Normalde diplomatlar sıkça ülke değiştirir, yeni gittikleri bir ülkeye alışmaları zaman alır, tam ülkeyi tanımaya başlarken başka bir başkentte bulurlar kendilerini... Ancak Önen'in Çin'e ilgisi çok daha önceye gidiyor. Kendisi daha önce Çin'de yaşamış, Çin'e ve Çinceye aşina bir isim:

"2005-2007 yıllar arasında Guangzhou'da yaşadım, o nedenle Çin kültürüne aşinayım. Daha sonra Türkiye'ye döndüğümde iki dönem AK Parti'den Şanlıurfa milletvekilliği yaptım. Bu dönem boyunca da Çin'le irtibatım hiç kesilmedi. Türkiye-Çin Parlamentolararası Dostluk Grubu başkanlığı yaptım. Yine bu sürede Sayın Cumhurbaşkanımız ve Sayın Başbakanımızın heyetleriyle Çin'le irtibatımız hep devam etti. Daha sonra Sayın Cumhurbaşkanımızın yanında başdanışman olarak göreve başladığımda da, kendisine Çin'le alakalı raporlar hazırladım. Bir buçuk ay önce de büyükelçi olarak Pekin'e yerleştik."

Xi Jinping: Çin makamlarından her türlü kolaylığı göreceksiniz

Büyükelçi Önen'in Beijing'deki görevi çok hızlı başladı, Önen gelişinden altı gün sonra Cumhurbaşkanı Xi'ye güven mektubunu sundu.

"Normalde büyükelçilerin gittikleri ülkede güven mektubu sunmaları iki üç ay sürebiliyor, ancak Çin'e geldikten 5-6 gün sonra, güven mektubumu Sayın Devlet Başkanı Xi Jinping'e verme imkanı buldum. Bu esnada Sayın Xi Jinping, 'Cumhurbaşkanı Erdoğan'ın sizi buraya büyükelçi olarak göndermesi, ilişkilerimize verdiği önemi gösteriyor, Çin makamlarından her türlü kolaylığı göreceksiniz' dedi."

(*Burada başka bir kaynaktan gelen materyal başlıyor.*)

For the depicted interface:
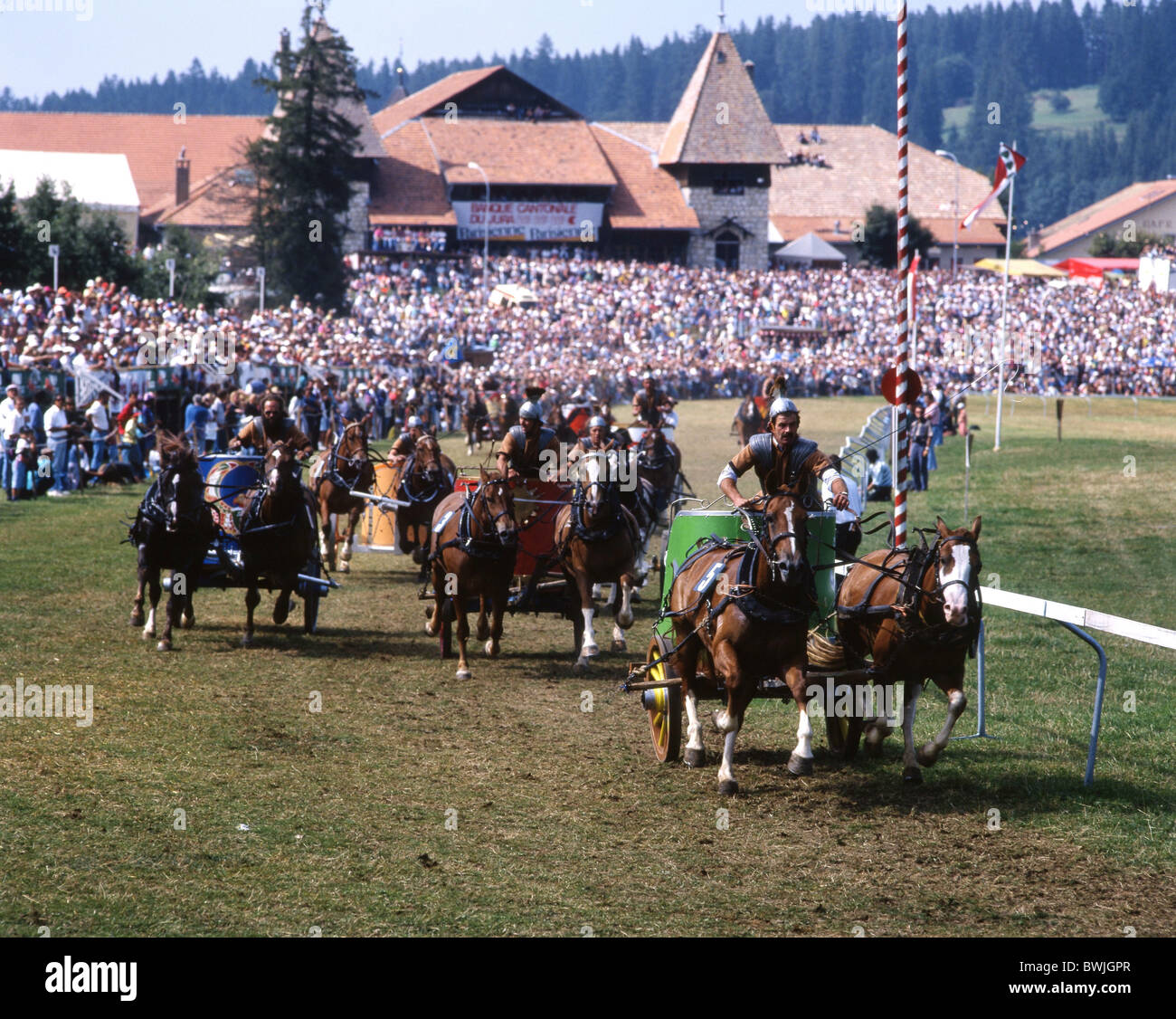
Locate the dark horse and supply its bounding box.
[242,443,318,647]
[129,430,216,651]
[310,418,375,573]
[555,450,642,671]
[666,491,812,795]
[838,517,981,783]
[638,428,682,517]
[395,435,458,580]
[424,470,518,679]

Xi ile Erdoğan arasında yakın temas son yıllarda artıyor. İki devlet başkanı, iki yıl içinde 4 defa görüştü. Erdoğan, Çin'in 2017 Mayıs'ında ev sahipliği yaptığı Kuşak ve Yol Forumu'na katılan liderlerden biriydi, forum sırasındaki etkinliklerde Erdoğan ve Xi sıkça yan yana görüntülendi.

Erdoğan'ın ekibinden Beijing'e

Büyükelçi Önen, bizzat Cumhurbaşkanı Erdoğan'ın çalışma ekibinden Beijing'e büyükelçi olarak atandı. Bu atamanın, Türkiye'nin Çin'le ilişkilere verdiği önem bakımından ne anlama geldiğini soruyoruz Önen'e:

"Elbette benim buraya gelmem, yeni dönemde Sayın Cumhurbaşkanımızın ikili ilişkilere verdiği önemin bir göstergesidir. Büyük bir sorumluluk var üzerimizde, bunu yerine getirmek için var gücümüzle çalışıyoruz. Çin makamları da bunun farkında. Geçenlerde Çin Komünist Partisi'ni ziyaret ettik, genel müdür ve bakan yardımcılarıyla yaptığımız görüşme sırasında, 'Partimizin kapıları size her zaman açık' dediler. 'Hatta burada kapı bile yok' dedi bir yetkili, 'ne zaman isterseniz gelebilirsiniz.' Bu kadar sıcak ve işbirliğine açık bir ortamda göreve başladık. Bizim ikili ilişkilere verdiğimiz önemi onlar da veriyorlar."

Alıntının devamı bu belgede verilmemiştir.